The program also provided coaching for things as varied as interview techniques and hairdressing, he said. “We were teaching these people how to sell the whole package of themselves,” Michels said.

And they were successful. Given the current climate of the state’s budget, even with a modest budget of about $99,000 a year (provided in grant funds by the Private Industry Council), Michels fretted a bit that Butte County Clothes That Work would be modestly cut back. The program’s funding originated at the state level, in the form of Temporary Assistance to Needy Families (TANF) funds given to counties as incentive to reduce welfare roles, and was administered in grants to social-service agencies working toward that goal.

Michels never expected the email he received on May 20 informing him that because PIC would be receiving $1.2 million less in TANF money than it budgeted, the program would be closed down completely. Also closed at the same time was WISE, a smaller pilot program that provided a volunteer job mentor for those coming off welfare into the workplace.

“It was a total shock,” Michels said. “Everyone here thought it was solid.”

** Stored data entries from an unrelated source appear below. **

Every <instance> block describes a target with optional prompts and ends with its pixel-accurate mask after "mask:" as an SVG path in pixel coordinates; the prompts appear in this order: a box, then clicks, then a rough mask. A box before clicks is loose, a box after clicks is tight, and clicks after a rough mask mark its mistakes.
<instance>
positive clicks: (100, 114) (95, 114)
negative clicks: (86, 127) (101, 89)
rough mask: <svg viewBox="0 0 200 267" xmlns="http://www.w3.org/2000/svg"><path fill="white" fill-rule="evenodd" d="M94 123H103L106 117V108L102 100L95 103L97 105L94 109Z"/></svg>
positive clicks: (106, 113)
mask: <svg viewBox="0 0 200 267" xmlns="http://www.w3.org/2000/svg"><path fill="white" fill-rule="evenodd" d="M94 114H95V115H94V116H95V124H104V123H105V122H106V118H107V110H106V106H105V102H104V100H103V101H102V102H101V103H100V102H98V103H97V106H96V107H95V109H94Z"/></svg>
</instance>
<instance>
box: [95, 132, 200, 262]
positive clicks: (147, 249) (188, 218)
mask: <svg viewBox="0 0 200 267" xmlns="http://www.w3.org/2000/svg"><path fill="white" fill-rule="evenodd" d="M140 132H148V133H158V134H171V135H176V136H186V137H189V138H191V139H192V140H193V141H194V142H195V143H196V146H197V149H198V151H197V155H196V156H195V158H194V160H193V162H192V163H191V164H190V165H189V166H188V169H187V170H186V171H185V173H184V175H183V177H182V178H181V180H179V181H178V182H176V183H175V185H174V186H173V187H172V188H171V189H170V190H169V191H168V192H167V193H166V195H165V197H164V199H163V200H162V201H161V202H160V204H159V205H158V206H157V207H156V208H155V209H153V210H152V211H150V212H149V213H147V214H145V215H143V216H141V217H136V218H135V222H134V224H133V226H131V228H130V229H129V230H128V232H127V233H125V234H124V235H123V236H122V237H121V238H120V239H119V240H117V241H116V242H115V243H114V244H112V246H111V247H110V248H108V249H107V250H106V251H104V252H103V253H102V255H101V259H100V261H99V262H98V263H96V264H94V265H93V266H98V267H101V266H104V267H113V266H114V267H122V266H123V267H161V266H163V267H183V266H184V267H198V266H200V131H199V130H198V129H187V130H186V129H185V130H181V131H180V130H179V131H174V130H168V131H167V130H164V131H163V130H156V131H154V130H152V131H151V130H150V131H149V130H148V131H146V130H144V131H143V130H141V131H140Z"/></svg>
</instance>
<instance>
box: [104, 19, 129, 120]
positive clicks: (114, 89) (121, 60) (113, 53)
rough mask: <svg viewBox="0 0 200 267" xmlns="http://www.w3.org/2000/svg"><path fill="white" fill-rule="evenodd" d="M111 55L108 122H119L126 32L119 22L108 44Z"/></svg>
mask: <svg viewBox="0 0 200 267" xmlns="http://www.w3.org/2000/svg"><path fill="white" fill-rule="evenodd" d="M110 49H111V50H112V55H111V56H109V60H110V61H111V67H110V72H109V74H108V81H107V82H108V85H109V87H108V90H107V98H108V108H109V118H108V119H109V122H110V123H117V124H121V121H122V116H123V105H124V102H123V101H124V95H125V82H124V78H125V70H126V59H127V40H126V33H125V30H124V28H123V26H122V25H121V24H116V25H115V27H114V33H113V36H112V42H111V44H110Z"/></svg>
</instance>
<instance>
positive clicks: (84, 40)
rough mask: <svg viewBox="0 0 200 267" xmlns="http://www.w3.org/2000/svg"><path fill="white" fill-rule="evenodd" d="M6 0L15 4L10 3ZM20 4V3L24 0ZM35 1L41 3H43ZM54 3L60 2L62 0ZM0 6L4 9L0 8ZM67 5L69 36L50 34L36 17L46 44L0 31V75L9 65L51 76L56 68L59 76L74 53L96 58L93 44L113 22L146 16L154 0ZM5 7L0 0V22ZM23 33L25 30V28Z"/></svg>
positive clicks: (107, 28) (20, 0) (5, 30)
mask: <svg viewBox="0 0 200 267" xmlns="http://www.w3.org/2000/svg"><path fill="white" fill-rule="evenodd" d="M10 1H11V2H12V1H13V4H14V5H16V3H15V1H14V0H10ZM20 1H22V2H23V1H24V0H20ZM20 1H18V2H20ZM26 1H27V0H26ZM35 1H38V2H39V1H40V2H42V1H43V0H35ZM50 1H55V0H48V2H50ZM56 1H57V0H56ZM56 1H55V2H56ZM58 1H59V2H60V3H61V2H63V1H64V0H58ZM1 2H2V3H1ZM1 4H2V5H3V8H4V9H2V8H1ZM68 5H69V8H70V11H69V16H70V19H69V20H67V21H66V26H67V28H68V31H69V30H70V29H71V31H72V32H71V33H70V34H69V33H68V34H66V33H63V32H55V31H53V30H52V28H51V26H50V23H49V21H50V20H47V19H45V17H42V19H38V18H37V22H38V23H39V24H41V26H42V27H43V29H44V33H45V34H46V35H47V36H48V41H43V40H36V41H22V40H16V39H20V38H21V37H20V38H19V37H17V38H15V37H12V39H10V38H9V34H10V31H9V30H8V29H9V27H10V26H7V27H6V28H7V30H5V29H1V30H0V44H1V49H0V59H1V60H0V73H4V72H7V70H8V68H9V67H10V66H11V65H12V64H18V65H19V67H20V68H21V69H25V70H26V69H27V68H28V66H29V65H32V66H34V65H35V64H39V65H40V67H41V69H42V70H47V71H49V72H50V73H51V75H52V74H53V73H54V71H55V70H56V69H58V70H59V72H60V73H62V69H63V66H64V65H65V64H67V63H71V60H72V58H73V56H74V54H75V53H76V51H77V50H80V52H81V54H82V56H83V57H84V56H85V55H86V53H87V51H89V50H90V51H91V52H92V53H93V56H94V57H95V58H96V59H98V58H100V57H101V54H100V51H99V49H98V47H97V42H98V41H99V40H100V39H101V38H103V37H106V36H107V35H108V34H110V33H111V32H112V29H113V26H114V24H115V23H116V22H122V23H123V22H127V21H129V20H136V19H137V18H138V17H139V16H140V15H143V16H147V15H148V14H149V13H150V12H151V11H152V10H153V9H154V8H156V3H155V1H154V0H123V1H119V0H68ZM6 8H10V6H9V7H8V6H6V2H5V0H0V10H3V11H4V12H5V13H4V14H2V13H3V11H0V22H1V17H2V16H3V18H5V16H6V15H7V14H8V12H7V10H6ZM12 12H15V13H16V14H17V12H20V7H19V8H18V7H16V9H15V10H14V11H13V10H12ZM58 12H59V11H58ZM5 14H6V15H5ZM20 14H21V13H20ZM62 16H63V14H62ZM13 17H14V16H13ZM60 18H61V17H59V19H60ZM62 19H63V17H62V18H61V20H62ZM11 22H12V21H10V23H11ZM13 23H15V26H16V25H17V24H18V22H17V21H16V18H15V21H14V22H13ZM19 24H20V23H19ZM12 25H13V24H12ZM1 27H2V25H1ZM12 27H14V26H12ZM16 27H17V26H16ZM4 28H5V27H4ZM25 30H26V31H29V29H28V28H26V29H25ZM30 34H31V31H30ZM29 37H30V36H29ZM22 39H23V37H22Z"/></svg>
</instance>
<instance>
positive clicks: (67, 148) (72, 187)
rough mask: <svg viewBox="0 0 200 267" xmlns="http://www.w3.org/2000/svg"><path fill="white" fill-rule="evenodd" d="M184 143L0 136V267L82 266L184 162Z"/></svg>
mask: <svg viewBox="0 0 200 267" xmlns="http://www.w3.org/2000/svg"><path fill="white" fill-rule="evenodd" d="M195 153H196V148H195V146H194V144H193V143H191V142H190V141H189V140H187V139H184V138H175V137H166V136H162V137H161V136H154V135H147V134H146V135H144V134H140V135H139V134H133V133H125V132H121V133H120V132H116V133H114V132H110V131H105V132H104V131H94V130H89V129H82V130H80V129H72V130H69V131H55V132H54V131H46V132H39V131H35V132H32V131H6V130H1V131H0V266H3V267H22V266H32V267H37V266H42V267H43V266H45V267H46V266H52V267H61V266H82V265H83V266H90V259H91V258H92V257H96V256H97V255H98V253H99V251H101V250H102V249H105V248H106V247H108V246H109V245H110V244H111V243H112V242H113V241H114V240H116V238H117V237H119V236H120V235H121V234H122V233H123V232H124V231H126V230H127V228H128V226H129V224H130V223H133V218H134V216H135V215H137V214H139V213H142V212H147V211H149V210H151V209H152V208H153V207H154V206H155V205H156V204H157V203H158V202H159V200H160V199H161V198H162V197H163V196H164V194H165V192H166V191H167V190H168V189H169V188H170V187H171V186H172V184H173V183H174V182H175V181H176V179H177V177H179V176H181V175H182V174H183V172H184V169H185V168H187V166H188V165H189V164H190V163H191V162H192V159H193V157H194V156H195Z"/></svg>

Brid Power, Clothes That Work’s director, was equally shocked. She’s spent the better part of the past month packing up the program’s shops and is still looking for another job. She plans to stay in social-service work.

“The store looked so good when it was open,” she said, glancing around at the half-filled boxes and disassembled computers all over the floor. “We had it set up really nice, with partitions and everything.”

So what’s to become of the nearly 900 people a year who used the program? Michels doesn’t know. He worries about the clients and their kids, as the state requires more work to get the welfare checks they depend on but doesn’t provide enough money—or support programs—to help them really succeed.

There are even larger issues at play here, too. Michels acknowledges that since George W. Bush became president, faith-based social-service organizations like his are more popular than ever. He knows that with trendiness comes more money, but he also knows that trends don’t last forever and is afraid of starting up new programs just to have to close them when their funding dries up, à la Clothes That Work.

“It’s really frustrating," he said. "When we’re told we have the funding, we make a lot of commitments to help a lot of people, and then the political winds sway so we get cut out, and then all of a sudden the people we’ve made commitments to help are left out. It really brings up issues of morality for me."